L’espace des Sciences accueille environ 15 000 visiteurs par mois. L’exposition « Tous vivants, tous différents », sur la biodiversité est installée dans la Salle de la Terre. Rencontre avec Christelle Massol, Chargée des Expositions et des Médiations.

Nous avons rendez-vous à l’accueil de l’Espace des Sciences, dans le grand hall des Champs Libres. Les escaliers qui nous mènent à la Salle de la Terre, sont eux même une partie de l’exposition : sur le mur, une fresque de chimères colorées retient l’attention. Les vaches-girafes, oiseaux-plantes et poivrons-fleurs « sont là pour interpeller le visiteur, pour qu’il se demande si ce genre de créatures peut exister. Il va se poser des questions sur les différentes espèces vivantes ». C’est dans une alcôve de la salle d’exposition que nous aurons notre entretien. On entend les bruits discrets d’une animation qui a lieu un peu plus loin.

« L’homme doit seulement découvrir qu’il est solidaire de tout le reste »

Théodore Monod. Phrase lisible à l’entrée de la salle de la Terre.

L’exposition « Tous vivants, tous différents », c’est quoi ?

« Tous vivants, tous différents » est une exposition sur la biodiversité créée en 2012. Elle est ce qu’on appelle semi-permanente. C’est-à-dire qu’elle va rester installée entre 8 et 10 ans.

L’exposition est construite en 3 parties :

  • La diversité du vivant.

Cette partie est constituée de 8 manipulations qui mettent les sens en éveil. On peut toucher la fourrure, la peau ou les plumes d’un animal pour deviner son espèce. On entend des cris d’animaux, on sent le parfum du clou de girofle ou de la mousse de chêne.

  • La biodiversité est faite d’espèces.

Elle explique les questions de base sur les espèces : leur évolution, leur survie, l’équilibre des écosystèmes, la disparition de certaines espèces. Une vingtaine de jeux multimédia ou manuels sont répartis à travers la salle pour aider à comprendre ces notions.

Tous vivants, Tous différents_GrandeSalle

  • Préserver la biodiversité.

On peut écouter « les témoignages de scientifiques ou de « héros » sur la sauvegarde de la biodiversité et tester ses connaissances grâce à un quiz. » Cette partie concerne notre relation à la nature, aux différentes espèces dans notre quotidien.

De plus, dans la Salle de la Terre, il y a toujours un animateur, « il est la pour enrichir l’exposition et répondre aux questions du public. ». L’exposition est accessible dès 6 ans.

Lors de la visite que j’ai faite avant de rencontrer Christelle Massol, adultes comme enfants se prêtaient au jeu des manipulations !

Pourquoi avoir choisi le thème de la biodiversité ?

« L’exposition semi-permanente précédente était sur la géologie du massif Armoricain, nous voulions passer au vivant, à la biologie ». L’Espace des Sciences a choisi la biodiversité car c’est un thème de notre quotidien, mais on ne sait plus vraiment ce que ça veut dire. « Il y a une visée pédagogique ». De plus, 2012 a vu la création de plusieurs expositions sur la biodiversité (Musées à Paris, Bruxelles, Océanopolis).

« Nous avons pris des idées partout, pour construire notre propre exposition ».

Quel est l’objectif de l’exposition ?

« Nous n’avons pas d’objectifs de chiffres ou de nombres de visiteurs. » Le rôle de l’exposition est de présenter un état des lieux. L’objectif : donner des clés au public, lui expliquer simplement la biodiversité, d’un point de vue pédagogique. Les chiffres sont importants plutôt pour les subventionnaires, ils sont une preuve de l’utilité de leur investissement.
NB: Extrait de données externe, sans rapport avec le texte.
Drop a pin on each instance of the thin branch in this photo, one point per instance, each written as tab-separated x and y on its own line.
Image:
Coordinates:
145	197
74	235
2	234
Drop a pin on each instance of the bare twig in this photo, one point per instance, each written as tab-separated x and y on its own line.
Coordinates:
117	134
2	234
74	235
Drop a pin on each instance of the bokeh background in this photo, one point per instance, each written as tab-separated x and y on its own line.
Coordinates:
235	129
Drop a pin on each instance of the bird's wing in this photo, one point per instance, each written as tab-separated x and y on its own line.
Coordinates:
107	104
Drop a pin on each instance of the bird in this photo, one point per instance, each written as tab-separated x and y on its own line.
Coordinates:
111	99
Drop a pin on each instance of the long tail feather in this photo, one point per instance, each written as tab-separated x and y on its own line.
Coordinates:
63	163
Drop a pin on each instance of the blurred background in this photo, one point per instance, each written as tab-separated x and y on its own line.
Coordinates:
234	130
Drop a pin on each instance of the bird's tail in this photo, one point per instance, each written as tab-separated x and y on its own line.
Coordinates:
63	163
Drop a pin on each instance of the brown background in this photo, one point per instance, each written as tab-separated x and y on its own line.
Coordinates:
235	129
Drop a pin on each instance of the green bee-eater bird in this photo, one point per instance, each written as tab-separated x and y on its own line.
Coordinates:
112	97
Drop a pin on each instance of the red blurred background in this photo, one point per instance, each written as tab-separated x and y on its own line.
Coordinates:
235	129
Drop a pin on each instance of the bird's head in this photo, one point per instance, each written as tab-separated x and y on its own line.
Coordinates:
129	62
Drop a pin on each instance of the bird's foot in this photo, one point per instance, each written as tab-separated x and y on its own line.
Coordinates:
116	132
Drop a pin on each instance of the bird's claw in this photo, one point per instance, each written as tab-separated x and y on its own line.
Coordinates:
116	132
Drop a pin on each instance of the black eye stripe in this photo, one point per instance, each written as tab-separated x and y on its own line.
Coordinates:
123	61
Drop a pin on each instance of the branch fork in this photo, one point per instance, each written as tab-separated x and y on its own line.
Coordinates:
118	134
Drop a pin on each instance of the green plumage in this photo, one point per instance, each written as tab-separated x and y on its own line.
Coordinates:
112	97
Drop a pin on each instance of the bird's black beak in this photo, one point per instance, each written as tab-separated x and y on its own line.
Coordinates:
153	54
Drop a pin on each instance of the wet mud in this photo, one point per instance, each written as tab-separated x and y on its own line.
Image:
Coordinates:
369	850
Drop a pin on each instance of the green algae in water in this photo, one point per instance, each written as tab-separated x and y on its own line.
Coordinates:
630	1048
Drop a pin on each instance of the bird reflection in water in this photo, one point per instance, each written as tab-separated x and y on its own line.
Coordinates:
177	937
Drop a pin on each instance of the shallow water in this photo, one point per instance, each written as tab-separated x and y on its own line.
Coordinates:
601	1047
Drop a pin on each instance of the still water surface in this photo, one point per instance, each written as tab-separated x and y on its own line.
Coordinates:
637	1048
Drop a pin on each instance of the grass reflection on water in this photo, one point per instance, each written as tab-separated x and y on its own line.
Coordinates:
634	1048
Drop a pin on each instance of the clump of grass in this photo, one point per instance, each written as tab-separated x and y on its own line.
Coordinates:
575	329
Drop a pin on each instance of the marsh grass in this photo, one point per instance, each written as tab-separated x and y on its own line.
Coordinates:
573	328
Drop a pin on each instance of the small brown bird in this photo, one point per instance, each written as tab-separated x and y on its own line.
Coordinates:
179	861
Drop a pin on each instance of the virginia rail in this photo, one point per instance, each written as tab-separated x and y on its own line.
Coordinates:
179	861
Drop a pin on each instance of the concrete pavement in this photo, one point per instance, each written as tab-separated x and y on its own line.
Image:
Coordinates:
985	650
« Si les visiteurs sortent en ayant appris des choses, on a rempli notre mission. »

Qui a créé l’exposition ? Quelles sont les différentes étapes de production ?

La conception s’est faite à l’Espace des Sciences, avec une équipe de 7 personnes : 6 personnes sur le contenu et 1 personne sur la technique. « Pour créer une exposition, il faut tout d’abord définir un thème. Ensuite, on dégrossi le sujet pour mettre en place un programme. Il faut après réfléchir au format des manipulations, puis créer et rassembler le contenu (textes, vidéos, photos, expérience multimédia). Enfin, on implante l’exposition. » Lors de ces différentes étapes, l’Espace des Sciences a fait appel à d’autres métiers : un graphiste, un manipeur (qui conçoit les manipulations), un scénographe et un agenceur.

Le time-lapse de l’installation de l’exposition :

« Nous avons essayé d’éco-concevoir l’exposition autant que possible. ». Par exemple, les animaux ont un squelette de ferraille recyclée et ont été réalisés en plâtre et sacs de chanvre. Cependant, les manipulations n’ont pas été réalisées en matériaux écologiques. A la fois par manque de budget et aussi parce que les matériaux n’étaient pas prêts à résister à une manipulation intensive.

Combien de temps avez-vous mis pour créer l’exposition ?

« De la conception à l’implantation, la mise en place de l’exposition a duré 3 ans. ». Cependant, il y a eu une interruption pendant cette période, le temps pour l’espace des Sciences de trouver des subventions. L’équipe devait par ailleurs gérer 2 autres expositions et la création d’une exposition temporaire.

L’exposition fait partie de l’Espace des Sciences, qu’est-ce que c’est ?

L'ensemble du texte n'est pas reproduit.